Cabi n'était plus le petit jouet, le petit bébé que l'on portait dans les bras. Il s'amusait à égalité avec Jean et Pierre. C'est lui qui, attaché au " Barotin ", traînait l'un et l'autre. Les enfants du village voulaient tous monter sur ce char à quatre roues que Cabi entraînait à toute vitesse autour de l'église et du clocher. C'était la joie des enfants, la curiosité des parents.

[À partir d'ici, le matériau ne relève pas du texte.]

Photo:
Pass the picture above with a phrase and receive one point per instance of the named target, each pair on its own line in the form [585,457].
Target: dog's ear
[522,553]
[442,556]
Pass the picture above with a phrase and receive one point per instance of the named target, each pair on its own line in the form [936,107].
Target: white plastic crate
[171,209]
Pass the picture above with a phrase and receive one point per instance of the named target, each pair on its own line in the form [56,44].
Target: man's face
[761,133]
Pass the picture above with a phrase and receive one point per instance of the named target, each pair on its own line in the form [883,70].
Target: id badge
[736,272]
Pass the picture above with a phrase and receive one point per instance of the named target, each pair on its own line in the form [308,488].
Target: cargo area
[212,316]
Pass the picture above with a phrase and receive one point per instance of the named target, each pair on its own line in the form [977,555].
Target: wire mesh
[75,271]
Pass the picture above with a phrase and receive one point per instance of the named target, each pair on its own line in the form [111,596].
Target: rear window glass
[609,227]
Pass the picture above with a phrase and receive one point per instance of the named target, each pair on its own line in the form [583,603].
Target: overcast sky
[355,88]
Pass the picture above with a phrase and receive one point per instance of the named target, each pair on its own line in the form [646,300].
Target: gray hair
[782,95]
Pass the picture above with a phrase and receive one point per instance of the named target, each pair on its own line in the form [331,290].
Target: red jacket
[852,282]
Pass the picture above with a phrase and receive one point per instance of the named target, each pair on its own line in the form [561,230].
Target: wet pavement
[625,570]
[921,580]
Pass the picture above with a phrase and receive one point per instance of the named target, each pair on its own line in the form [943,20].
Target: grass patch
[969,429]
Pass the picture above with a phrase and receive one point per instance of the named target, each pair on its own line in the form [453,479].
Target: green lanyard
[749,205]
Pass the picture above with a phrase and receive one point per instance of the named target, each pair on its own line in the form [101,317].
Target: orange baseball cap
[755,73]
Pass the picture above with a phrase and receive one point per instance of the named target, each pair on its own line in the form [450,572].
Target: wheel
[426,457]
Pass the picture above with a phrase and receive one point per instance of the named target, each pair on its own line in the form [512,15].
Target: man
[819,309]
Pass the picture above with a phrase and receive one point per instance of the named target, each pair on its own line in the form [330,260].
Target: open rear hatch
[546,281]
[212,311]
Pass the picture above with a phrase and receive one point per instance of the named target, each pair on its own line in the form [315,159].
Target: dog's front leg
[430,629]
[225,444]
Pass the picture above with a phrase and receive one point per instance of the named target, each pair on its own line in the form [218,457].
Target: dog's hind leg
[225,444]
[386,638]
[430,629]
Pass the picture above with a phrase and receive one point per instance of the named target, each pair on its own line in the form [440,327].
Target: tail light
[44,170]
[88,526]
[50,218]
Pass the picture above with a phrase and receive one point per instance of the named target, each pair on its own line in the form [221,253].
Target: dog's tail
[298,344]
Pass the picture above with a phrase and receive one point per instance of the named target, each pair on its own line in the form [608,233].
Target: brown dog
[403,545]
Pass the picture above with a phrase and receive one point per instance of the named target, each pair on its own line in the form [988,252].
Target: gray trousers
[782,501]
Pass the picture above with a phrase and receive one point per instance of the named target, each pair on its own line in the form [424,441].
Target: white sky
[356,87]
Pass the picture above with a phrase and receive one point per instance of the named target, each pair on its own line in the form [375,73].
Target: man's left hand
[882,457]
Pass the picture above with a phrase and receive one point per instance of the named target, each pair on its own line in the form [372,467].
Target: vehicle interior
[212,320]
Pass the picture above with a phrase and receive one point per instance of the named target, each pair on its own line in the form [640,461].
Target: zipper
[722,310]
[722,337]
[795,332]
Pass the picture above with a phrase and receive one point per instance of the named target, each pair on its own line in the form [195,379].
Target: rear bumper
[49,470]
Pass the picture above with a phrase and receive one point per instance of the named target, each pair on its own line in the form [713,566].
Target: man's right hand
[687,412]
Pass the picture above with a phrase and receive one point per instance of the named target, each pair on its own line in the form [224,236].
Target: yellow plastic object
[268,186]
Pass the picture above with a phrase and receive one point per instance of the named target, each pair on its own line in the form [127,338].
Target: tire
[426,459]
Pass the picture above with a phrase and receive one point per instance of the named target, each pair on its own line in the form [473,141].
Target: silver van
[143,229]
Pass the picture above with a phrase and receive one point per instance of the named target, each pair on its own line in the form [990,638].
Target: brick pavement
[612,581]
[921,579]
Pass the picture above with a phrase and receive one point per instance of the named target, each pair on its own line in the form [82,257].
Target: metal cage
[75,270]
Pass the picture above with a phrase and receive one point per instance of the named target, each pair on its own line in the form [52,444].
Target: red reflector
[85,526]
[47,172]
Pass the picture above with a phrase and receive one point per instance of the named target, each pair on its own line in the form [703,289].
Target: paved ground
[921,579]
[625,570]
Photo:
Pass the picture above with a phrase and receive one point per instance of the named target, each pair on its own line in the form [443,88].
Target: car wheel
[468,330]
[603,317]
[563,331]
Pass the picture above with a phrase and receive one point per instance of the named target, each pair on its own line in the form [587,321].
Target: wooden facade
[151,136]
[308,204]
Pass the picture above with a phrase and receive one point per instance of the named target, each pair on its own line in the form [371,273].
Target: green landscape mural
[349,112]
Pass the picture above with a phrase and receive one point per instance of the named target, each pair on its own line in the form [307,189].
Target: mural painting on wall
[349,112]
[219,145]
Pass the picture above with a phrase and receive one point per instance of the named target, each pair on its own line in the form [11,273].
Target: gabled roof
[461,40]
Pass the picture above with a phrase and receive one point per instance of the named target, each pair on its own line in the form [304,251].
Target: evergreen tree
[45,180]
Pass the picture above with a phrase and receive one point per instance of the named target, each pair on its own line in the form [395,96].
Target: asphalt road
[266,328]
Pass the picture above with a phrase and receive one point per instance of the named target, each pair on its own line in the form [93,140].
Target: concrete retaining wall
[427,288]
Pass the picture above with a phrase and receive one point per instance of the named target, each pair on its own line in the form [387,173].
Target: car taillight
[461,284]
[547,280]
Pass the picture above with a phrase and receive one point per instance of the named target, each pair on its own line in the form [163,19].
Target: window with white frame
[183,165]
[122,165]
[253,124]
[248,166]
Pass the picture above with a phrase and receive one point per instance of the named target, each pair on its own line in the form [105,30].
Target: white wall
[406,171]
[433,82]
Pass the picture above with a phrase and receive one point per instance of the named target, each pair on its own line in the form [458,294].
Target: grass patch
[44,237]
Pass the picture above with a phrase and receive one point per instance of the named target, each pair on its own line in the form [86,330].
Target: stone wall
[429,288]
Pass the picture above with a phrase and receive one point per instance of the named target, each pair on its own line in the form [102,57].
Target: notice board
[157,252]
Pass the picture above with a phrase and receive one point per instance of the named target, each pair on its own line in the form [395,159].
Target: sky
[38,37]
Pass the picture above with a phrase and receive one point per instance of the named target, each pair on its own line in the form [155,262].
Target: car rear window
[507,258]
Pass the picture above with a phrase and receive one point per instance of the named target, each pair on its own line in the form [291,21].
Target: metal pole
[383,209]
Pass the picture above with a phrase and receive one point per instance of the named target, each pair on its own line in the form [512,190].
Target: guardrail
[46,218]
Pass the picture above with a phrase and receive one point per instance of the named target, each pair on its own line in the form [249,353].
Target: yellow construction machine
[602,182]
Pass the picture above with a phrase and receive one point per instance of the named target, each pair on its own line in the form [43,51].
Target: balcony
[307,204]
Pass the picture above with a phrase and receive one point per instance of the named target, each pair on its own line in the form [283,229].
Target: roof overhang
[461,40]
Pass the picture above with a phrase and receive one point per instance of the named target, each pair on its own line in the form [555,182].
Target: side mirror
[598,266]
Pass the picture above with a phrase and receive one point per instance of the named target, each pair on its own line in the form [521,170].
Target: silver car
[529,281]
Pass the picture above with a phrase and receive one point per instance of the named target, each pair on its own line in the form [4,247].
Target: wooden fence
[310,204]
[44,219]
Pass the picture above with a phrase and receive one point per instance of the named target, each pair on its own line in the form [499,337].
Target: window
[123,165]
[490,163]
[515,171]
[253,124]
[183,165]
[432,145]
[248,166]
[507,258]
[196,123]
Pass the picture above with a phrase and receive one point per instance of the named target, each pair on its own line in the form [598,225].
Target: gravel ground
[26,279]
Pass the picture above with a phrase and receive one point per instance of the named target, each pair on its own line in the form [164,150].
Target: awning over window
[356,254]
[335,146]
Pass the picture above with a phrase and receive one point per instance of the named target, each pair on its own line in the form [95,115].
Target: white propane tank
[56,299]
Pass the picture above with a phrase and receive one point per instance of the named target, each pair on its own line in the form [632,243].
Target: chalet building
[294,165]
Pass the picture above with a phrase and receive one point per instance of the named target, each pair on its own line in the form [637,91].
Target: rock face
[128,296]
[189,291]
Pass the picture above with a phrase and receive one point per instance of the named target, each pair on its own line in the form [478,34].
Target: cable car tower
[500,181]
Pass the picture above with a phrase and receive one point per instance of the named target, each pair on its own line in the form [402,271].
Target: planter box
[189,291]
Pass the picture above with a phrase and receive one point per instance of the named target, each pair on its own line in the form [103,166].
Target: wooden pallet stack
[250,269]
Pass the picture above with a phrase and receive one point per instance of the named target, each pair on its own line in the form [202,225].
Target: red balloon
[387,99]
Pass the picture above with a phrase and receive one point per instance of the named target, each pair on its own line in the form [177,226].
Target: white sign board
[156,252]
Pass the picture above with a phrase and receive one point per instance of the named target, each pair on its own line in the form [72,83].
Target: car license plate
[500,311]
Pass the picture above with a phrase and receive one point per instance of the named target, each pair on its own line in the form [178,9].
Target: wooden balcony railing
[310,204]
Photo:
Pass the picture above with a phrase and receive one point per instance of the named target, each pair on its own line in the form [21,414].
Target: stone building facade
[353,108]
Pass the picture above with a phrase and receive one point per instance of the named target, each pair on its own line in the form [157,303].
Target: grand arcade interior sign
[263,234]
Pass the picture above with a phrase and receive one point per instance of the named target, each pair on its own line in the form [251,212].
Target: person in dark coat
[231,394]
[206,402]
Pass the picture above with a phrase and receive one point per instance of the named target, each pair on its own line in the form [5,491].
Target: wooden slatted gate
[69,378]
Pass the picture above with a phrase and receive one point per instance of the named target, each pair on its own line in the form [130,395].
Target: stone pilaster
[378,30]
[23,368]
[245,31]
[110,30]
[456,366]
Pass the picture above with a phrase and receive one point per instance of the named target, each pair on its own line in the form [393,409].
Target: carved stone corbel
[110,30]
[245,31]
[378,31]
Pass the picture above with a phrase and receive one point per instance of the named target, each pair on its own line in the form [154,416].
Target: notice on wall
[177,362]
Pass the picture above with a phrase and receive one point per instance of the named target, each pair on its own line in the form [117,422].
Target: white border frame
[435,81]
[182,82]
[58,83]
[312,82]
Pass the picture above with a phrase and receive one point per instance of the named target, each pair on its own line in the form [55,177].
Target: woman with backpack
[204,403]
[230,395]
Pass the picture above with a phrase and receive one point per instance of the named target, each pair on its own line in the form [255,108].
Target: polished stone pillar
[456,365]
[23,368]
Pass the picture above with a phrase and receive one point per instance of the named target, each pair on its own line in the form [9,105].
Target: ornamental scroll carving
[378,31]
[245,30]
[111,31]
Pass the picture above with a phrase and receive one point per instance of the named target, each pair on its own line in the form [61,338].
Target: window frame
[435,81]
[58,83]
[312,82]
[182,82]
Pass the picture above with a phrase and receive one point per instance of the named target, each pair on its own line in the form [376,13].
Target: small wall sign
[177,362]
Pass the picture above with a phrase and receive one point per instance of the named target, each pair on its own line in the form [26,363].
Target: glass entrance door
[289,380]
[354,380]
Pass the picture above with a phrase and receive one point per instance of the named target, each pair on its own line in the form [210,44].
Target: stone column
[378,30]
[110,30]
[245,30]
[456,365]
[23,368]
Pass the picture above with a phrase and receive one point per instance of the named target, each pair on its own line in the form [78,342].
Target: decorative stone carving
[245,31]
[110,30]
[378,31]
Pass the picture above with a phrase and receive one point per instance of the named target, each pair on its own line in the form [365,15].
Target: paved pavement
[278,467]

L'automne arrivait, Biquette et Cabi furent mis en pension chez la marraine de maman : " Mélie à Jacquin ". C'était un moyen de faire oublier à Jean et Pierre leur compagnon avant la séparation définitive qui s'annonçait douloureuse. La chèvre et le cabri étaient destinés à la fourchette l'hiver venu. L'automne se passa sans trop de difficulté. De temps en temps, le dimanche après Vèpres, une visite à Cabi remontait le moral.
Mais le jour J ne fût pas sans surprise... Un ami Jozet à Grelin qui passait son hiver à mettre les cochons en saucisses fut choisi pour effectuer la triste opération. Toutes précautions avaient été prises pour que Jean et Pierre ne se doutent de rien. Un lundi de bon matin, pendant que Jean et Pierre étaient à l'école, Jozet après s'être signé, fît l'affaire...avec un serrement de cœur car il se mettait à la place des enfants quand ils apprendraient la nouvelle. La peau de Cabi fût cachée, ainsi que tout ce qui pouvait être suspect.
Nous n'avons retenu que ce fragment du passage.